Josef Ressel, Czech-Austrian inventor, invented the propeller (d. 1857)
Joseph Ludwig Franz Ressel (Czech: Josef Ludvík František Ressel; 29 June 1793 – 9 October 1857) was a forester and inventor of Czech-German descent, who designed one of the first working ship's propellers.
Ressel was born in Chrudim, Bohemia then part of the Holy Roman Empire ruled by the Habsburg Monarchy, which became part of the Austrian Empire at his death (now the Czech Republic). His father Anton Hermann Ressel was a native German speaker, and his mother Marie Anna Konvičková was a native Czech speaker. He studied in the Linz Gymnasium, Budweis (in today's České Budějovice) artillery school, University of Vienna and the Mariabrunn Forestry Academy at Mariabrunn Monastery then near (now in) Vienna.

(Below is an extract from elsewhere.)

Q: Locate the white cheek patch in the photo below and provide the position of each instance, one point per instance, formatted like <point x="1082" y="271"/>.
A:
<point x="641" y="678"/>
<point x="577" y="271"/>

He worked for the Austrian government as a forester in the more southern parts of the monarchy, including in Motovun, Istria (modern-day Croatia). His work was to secure a supply of quality wood for the Navy. He worked in Landstrass (Kostanjevica on the Krka river in Carniola in modern-day Slovenia), where he tested his ship propellers for the first time. In 1821 he was transferred to Trieste (modern-day Italy), the biggest port of the Austrian Empire, where his tests were successful. He was awarded a propeller patent in 1827. He modified a steam-powered boat Civetta by 1829 and test-drove it in the Trieste harbor at six knots before the steam conduits exploded. Because of this misfortune, the police banned further testing. The explosion was not caused by the tested propeller as many believed at the time.

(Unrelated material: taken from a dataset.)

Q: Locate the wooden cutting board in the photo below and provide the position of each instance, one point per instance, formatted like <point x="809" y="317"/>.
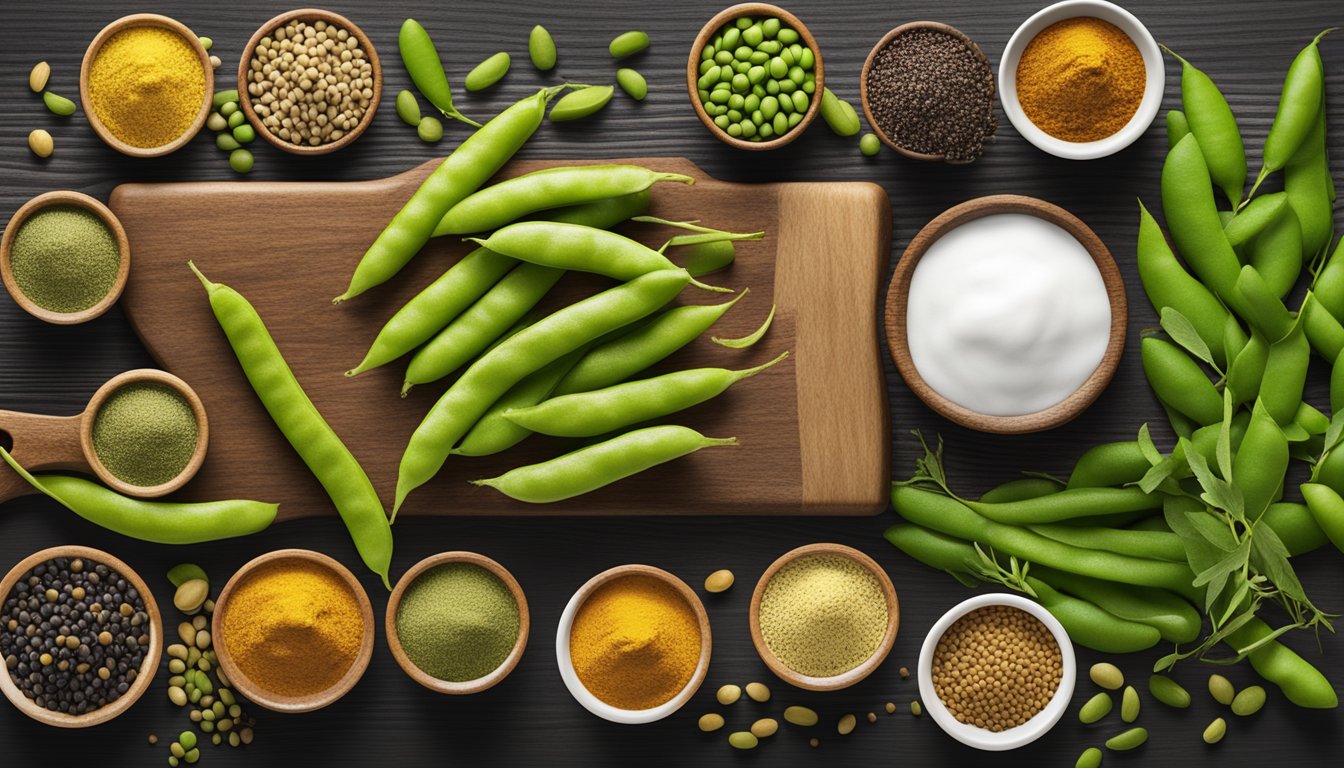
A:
<point x="813" y="431"/>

As early as 1804, the American John Fitch is credited with a screw propeller, which was unsuccessful. In 1836, the Englishman Francis Pettit Smith tested a screw propeller similar to Ressel's. The first transatlantic journey of a ship powered by a screw-propeller was by the SS Great Britain in 1845. Propeller design stabilized in the 1880s.
Besides having been called "the inventor of the propeller", he was also called the inventor of the steamship and a monument to him in a park in Vienna
commemorates him as “the one and only inventor of the screw propeller and steam shipping”. He was also commemorated on Austria's 500 Schilling banknote in the mid 1960s (P139), which shows him on the front and the ship Civetta on the back.
Among other Ressel's inventions are pneumatic post and ball and cylinder bearings. He was granted numerous patents during his life.
He died in Laibach (now Ljubljana, the capital of Slovenia) and was buried there in St. Christopher's Cemetery in the Bežigrad district. His gravestone is displayed today in Navje Memorial Park.